Game Over adolece de un problema fundamental: no sabemos qué quiere transmitir exactamente. Cierto que las piezas del puzzle están ahí dispuestas, los personajes, esencialmente su protagonista, bien definido y bien dibujado, pero… la sensación final es que a pesar de todo lo descrito, de las situaciones planteadas, nos queda la incógnita de a dónde nos quiere llevar el documental.
Hay que reconocer, sin embargo, que esta historia, que casi podríamos calificar como de ‹rednecks› de la Catalunya profunda, atrae por la premisa: «Cómo resistirse a la historia de un…» y aquí está el mayor problema, cómo definir a su protagonista. Tras hora y media de proyección uno no sabe exactamente si estamos ante una persona (¿personaje?) ante quien hemos de sentir cierta compasión, empatía o desprecio. Y todo porque en ningún momento se consigue orientar el recorrido vital del protagonista hacia un sentido concreto, quedándose todo en una voluntariosa dispersión temática.

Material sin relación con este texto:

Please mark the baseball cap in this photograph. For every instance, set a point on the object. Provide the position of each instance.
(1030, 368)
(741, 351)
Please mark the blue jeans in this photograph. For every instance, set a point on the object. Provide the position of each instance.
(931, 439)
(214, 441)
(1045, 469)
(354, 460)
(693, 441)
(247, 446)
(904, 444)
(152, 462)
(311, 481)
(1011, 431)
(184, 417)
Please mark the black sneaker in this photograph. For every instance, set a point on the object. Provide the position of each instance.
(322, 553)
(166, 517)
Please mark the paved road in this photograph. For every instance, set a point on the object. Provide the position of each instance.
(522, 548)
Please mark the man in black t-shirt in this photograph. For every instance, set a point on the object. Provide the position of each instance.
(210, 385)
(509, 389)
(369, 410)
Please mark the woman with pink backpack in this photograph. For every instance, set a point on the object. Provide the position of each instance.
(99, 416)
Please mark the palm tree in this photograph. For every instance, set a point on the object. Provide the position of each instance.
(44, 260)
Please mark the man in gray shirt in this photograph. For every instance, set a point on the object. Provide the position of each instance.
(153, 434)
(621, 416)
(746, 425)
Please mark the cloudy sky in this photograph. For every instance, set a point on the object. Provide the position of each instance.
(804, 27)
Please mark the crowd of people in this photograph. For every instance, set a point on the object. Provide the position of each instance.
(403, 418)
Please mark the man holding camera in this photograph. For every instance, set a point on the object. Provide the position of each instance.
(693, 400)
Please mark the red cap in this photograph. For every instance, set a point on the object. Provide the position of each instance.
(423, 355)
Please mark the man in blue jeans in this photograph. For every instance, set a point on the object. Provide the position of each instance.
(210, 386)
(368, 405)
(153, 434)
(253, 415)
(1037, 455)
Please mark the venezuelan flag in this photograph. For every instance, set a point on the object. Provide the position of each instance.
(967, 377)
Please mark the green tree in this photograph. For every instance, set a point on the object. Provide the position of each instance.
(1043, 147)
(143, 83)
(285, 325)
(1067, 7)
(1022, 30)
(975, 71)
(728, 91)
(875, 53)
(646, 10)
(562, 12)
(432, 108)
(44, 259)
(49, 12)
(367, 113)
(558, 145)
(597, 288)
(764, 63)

Pero centrémonos, ¿de qué habla (presuntamente) Game Over? Aparentemente de las consecuencias que la obsesión, en este caso por las armas, puede traer a un joven desorientado. Sin embargo, y aún pudiendo derivar hacia zonas más fronterizas con lo bizarro-humorístico, el documental opta por intentar que entendamos el porqué de su divague vital. Un ir y venir entre proyectos frustrados, sueños incompletos y ejercicios de narcicismo compulsivo que son retratados al detalle, cierto sin embargo que nunca son investigados.
Lo máximo que se atina a adivinar en Game Over es un cierto apunte unidireccional hacia lo familiarmente desestructurado. De alguna manera el documental se convierte en un ejercicio de dedocracia un tanto exagerado al apuntar como única causa de los problemas del protagonista a las peleas familiares, especialmente hacia una figura paterna que se nos antoja excesivamente castigada, sobre todo en relación a una madre, casi elevada a los altares de la victimización.
Es en este sentido que hay una visión profundamente maniquea en la forma en que los componentes de la familia son mostrados. Por un lado mujer responsable, trabajadora y agotada frente a un exmarido deambulante, sin rumbo, de mirada pérdida. Como un reflejo envejecido del hijo si no hay intervención maternal de por medio.
Poco se incide sin embargo en el papel de florero silencioso al que se ve reducido la novia del protagonista, mostrada como otro más de sus trofeos de colección. Una condición que a diferencia de los elementos parentales nunca se pone en duda ni en cuestión. Se da por válido dado el carácter y costumbres del protagonista y por tanto su relevancia queda anclada en la inanidad.
De esta manera el panorama global que nos pinta Game Over es un reflejo de su protagonista. Un ir y venir sin rumbo ni objetivo, y ante el que como espectador es difícil situarse. Desde el rechazo hasta el cariño por pena son los sentimientos que este Lord Sex (así se identifica el protagonista en las redes sociales) nos genera. Algo que resulta positivo en tanto que demuestra la capacidad de generar algún tipo de corriente empática. Lástima que sea más por el “carisma” o la extrañeza del personaje que por los (de)méritos acumulados en este fallido y borroso tratado, suponemos, sobre la obsesión y hacia donde nos puede llevar.